Parents, please don’t simply say “yes”


I got a text the other day about our first “unofficial” baseball practice occurring on a Sunday morning at 10 am. My family and I are always one place on Sundays at 10 am: at the YMCA gathering with our Harbor Community Church family to worship Jesus. So I sadly texted back that Sunday mornings would never work for us.

While feeling pretty bummed and wondering what the future held for us, I got another text from a parent on the same team who attends Harbor. He asked him to change it too. I no longer felt alone in this, and can’t even begin to describe how much fellowship I experienced when getting that text.

Not long afterwards, the practice was moved to 12 pm, allowing Connar to make it on time. Apparently the time didn’t work for more than just a few. It just took parents responding, instead of caving.

Sadly, I have come across many other kids and parents who have baseball practice on Sunday mornings. One parent emailed her coach asking if this would be a regular occurrence, because if so, it wouldn’t be fair to him or the other kids: he wasn’t going to miss worship for baseball practice.

I’m grateful that these two families (one from Harbor) stood up and said, “Sunday morning does not work for us.” That’s all that it took. But how many more will be willing to prioritize worship over sports? I don’t begrudge non Christian coaches seeking to have practice on Sunday morning. Why wouldn’t I expect that to happen? Sunday morning isn’t any different than any other day (or Sat night for some)?

But isn’t it different than any other day? Even sacred and something we should protect? I’m not arguing for not playing or practicing on that day, just that we wouldn’t allow the worship (valuing) of something less important not take the place of gathering to worshiping someone actually worthy.

Cecil Shorts III, an injured Buccaneers receiver claims, “We love this game, but the game don’t love us back.” Consider valuing the One who actually did love you back and protecting that time with His family.

I have given up much hope in the power of persuasion through blog posts (and facebook posts). That best takes place in relationships. If you agree with me, just remember that you are not alone. You don’t have to say yes. Not everyone is doing it.
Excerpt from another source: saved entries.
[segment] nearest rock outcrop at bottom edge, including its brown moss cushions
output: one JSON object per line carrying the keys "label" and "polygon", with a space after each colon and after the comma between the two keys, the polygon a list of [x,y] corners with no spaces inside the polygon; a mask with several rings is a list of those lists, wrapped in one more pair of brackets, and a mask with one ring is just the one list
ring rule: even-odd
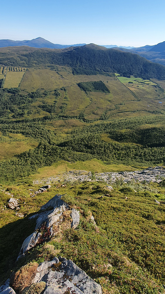
{"label": "nearest rock outcrop at bottom edge, including its brown moss cushions", "polygon": [[[52,261],[45,261],[39,265],[25,265],[11,280],[6,281],[1,287],[2,291],[0,288],[0,293],[15,294],[16,290],[19,294],[102,294],[101,286],[73,261],[61,257],[59,259],[55,257]],[[3,292],[8,288],[13,292]]]}

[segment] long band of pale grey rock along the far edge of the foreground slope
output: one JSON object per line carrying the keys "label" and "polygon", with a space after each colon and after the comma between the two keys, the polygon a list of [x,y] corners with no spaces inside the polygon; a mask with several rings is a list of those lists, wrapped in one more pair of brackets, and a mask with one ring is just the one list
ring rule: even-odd
{"label": "long band of pale grey rock along the far edge of the foreground slope", "polygon": [[[92,181],[92,173],[87,172],[85,170],[71,170],[69,172],[63,173],[63,175],[57,175],[55,177],[50,177],[47,179],[36,180],[33,183],[56,183],[56,182],[91,182]],[[103,180],[107,184],[115,182],[116,179],[122,179],[124,183],[129,182],[130,180],[134,179],[135,182],[161,182],[162,177],[165,177],[165,168],[164,167],[148,167],[145,170],[138,170],[133,172],[102,172],[102,173],[95,173],[95,180],[100,181]],[[109,186],[111,187],[111,186]],[[111,189],[112,190],[112,189]]]}

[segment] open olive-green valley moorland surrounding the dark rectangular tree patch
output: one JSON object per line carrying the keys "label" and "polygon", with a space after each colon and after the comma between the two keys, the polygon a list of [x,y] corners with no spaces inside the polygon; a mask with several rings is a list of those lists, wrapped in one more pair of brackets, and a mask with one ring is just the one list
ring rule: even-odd
{"label": "open olive-green valley moorland surrounding the dark rectangular tree patch", "polygon": [[[119,117],[130,116],[130,112],[131,116],[136,116],[137,112],[143,115],[146,112],[164,111],[164,92],[162,88],[157,87],[158,85],[155,82],[133,76],[131,78],[125,78],[115,77],[114,74],[111,75],[111,77],[100,74],[73,75],[72,69],[62,66],[57,66],[56,70],[31,68],[26,71],[23,77],[21,89],[31,92],[38,88],[53,90],[65,87],[67,91],[66,93],[60,91],[60,97],[56,100],[50,94],[47,99],[40,99],[34,102],[32,104],[34,108],[31,117],[46,114],[45,112],[41,112],[41,108],[38,109],[38,106],[43,101],[49,104],[53,104],[56,101],[56,113],[78,115],[83,111],[86,118],[89,119],[98,119],[105,111],[108,116],[112,117],[114,115],[118,115]],[[77,86],[79,82],[99,80],[105,83],[110,93],[85,93]],[[63,108],[62,111],[61,107]]]}

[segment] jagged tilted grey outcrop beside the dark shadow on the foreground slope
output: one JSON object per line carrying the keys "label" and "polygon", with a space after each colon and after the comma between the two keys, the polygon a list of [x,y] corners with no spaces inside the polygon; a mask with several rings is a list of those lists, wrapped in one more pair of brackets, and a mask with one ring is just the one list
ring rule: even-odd
{"label": "jagged tilted grey outcrop beside the dark shadow on the foreground slope", "polygon": [[[36,218],[35,231],[28,236],[21,247],[17,260],[23,256],[26,251],[33,248],[37,244],[43,243],[50,239],[53,235],[53,225],[60,222],[63,212],[70,210],[67,203],[61,199],[62,195],[55,195],[45,205],[41,207],[38,213],[29,217],[29,219]],[[71,228],[75,229],[80,221],[79,211],[72,208],[70,220],[72,218]]]}

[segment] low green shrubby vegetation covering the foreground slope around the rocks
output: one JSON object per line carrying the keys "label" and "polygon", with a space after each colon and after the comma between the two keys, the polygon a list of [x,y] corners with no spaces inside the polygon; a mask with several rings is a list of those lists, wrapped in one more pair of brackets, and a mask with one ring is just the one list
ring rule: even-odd
{"label": "low green shrubby vegetation covering the foreground slope around the rocks", "polygon": [[[165,188],[156,183],[123,184],[121,181],[116,181],[113,188],[114,191],[107,192],[102,182],[76,183],[63,188],[55,185],[47,193],[31,198],[29,189],[37,190],[38,186],[29,183],[1,187],[19,198],[19,212],[25,215],[19,219],[15,211],[4,209],[10,196],[0,192],[1,283],[27,262],[40,263],[62,255],[100,283],[103,294],[164,293],[165,210],[154,198],[165,200]],[[39,245],[15,264],[23,240],[35,227],[28,217],[57,193],[65,194],[63,200],[80,210],[78,228],[62,228],[48,242],[54,247]],[[107,193],[111,197],[101,197]],[[87,220],[89,211],[98,227]]]}

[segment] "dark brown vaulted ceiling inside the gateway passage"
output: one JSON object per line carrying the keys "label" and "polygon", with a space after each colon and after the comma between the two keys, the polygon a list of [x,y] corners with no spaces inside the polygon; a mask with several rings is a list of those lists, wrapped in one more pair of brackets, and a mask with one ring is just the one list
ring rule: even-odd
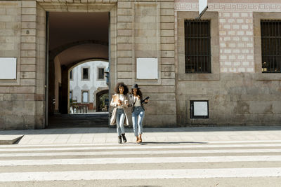
{"label": "dark brown vaulted ceiling inside the gateway passage", "polygon": [[[108,43],[108,13],[49,13],[49,50],[79,41]],[[86,43],[66,48],[58,54],[61,65],[90,58],[108,59],[108,46]]]}

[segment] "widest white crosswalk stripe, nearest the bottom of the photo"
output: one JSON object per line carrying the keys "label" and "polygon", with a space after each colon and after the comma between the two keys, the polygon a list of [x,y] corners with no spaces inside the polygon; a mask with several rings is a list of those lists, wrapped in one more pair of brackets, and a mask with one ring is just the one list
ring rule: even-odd
{"label": "widest white crosswalk stripe, nearest the bottom of the photo", "polygon": [[[16,176],[16,177],[15,177]],[[228,169],[150,169],[71,172],[1,173],[0,181],[69,181],[100,179],[190,179],[281,176],[281,167]]]}

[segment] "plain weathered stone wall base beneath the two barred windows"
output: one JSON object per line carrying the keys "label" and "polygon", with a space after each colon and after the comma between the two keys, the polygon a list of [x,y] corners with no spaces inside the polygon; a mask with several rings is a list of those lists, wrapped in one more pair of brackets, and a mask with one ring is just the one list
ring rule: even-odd
{"label": "plain weathered stone wall base beneath the two barred windows", "polygon": [[[178,82],[178,125],[281,125],[280,81],[220,74],[220,81]],[[209,100],[208,119],[190,119],[190,100]]]}

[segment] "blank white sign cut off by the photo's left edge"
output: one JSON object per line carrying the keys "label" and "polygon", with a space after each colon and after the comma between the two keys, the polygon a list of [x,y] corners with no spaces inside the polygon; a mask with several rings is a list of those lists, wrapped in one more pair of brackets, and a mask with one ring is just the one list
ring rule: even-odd
{"label": "blank white sign cut off by the photo's left edge", "polygon": [[17,58],[0,57],[0,79],[17,78]]}

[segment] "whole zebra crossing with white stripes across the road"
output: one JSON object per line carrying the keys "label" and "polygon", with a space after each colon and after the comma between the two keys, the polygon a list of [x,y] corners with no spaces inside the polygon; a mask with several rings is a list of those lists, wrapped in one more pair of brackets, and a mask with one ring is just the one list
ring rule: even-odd
{"label": "whole zebra crossing with white stripes across the road", "polygon": [[214,142],[0,146],[0,182],[281,176],[281,141]]}

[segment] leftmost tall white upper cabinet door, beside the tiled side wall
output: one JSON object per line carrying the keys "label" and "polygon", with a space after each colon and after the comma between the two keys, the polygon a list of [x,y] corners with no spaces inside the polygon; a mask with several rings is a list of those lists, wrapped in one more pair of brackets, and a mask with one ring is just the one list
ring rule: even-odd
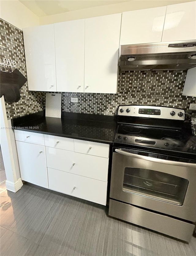
{"label": "leftmost tall white upper cabinet door, beside the tiled side wall", "polygon": [[28,90],[56,91],[54,25],[23,30]]}

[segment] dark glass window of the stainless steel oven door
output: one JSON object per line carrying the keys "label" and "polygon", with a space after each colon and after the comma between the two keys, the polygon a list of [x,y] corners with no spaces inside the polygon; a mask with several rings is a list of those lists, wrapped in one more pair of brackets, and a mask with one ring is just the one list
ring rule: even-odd
{"label": "dark glass window of the stainless steel oven door", "polygon": [[158,171],[126,167],[123,191],[183,205],[188,180]]}

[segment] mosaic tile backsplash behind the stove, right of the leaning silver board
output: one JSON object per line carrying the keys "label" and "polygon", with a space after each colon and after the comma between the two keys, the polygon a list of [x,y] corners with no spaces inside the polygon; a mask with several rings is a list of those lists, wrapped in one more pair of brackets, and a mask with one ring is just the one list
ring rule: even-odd
{"label": "mosaic tile backsplash behind the stove, right of the leaning silver board", "polygon": [[[77,113],[115,115],[123,104],[159,105],[188,110],[196,98],[183,96],[187,71],[122,71],[117,94],[62,93],[62,110]],[[71,102],[78,97],[78,103]]]}

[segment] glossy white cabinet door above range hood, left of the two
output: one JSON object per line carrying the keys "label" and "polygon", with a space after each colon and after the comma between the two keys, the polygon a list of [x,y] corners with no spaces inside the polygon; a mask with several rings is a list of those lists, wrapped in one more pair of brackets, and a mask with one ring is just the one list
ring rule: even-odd
{"label": "glossy white cabinet door above range hood, left of the two", "polygon": [[161,42],[166,8],[123,12],[120,45]]}

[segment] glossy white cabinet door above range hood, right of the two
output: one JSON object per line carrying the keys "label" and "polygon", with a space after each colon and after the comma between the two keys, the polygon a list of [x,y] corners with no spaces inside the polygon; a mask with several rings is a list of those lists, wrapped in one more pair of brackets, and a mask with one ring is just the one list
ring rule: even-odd
{"label": "glossy white cabinet door above range hood, right of the two", "polygon": [[196,2],[167,6],[163,42],[196,39]]}

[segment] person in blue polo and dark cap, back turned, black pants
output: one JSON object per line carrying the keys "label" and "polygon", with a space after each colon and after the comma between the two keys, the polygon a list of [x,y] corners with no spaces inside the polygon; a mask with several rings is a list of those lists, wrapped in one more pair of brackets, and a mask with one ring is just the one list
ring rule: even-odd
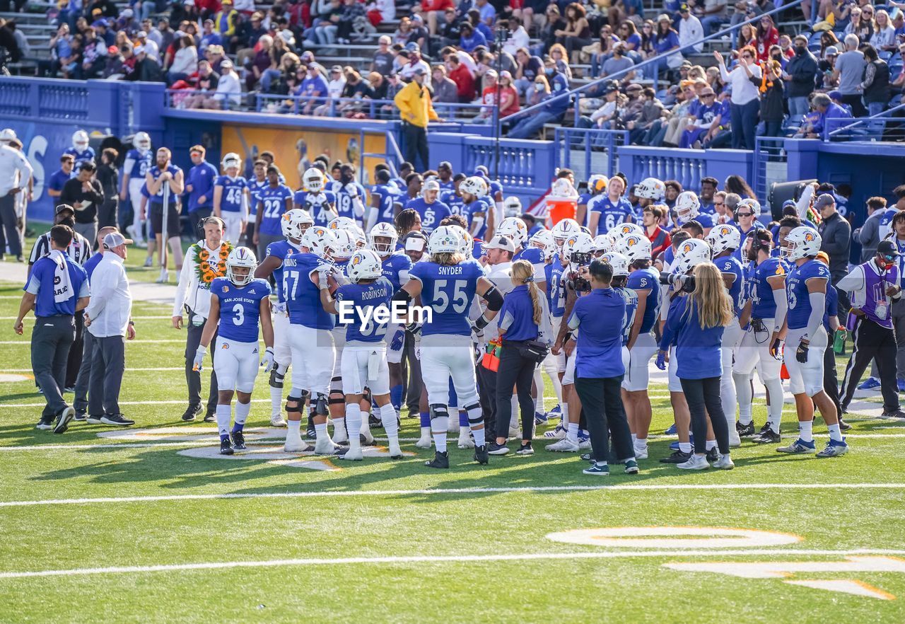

But if you disagree, or if you get tired of saying no to activities or events which keep you from worship on a regular basis, consider that eventually your kids will actually grow up (funny how that happens). When they are out of your house, what do you want them to value? Obviously this goes way beyond attending a worship service-that was just a starting point.

What/Whom do you want them to value? Whatever it is, that involves placing boundaries at some level, and saying, “no” to things to which others may say, “yes” or “yes” to things others may say “no.” So at the very least, it might be wise to have this some end in mind and work backwards from there.

When kids grow up, they will be influenced not so much by what you told them was important, but what you showed them was important: through your time, checkbook, energy, enthusiasm, and actions.

And if you disagree, and don’t think a few practices on Sundays will change all that much in your child’s relationship with Jesus, we can still be friends. And we still welcome you to worship with us, or continue to worship with us, when you can, at the Bradenton Branch YMCA at 10 am.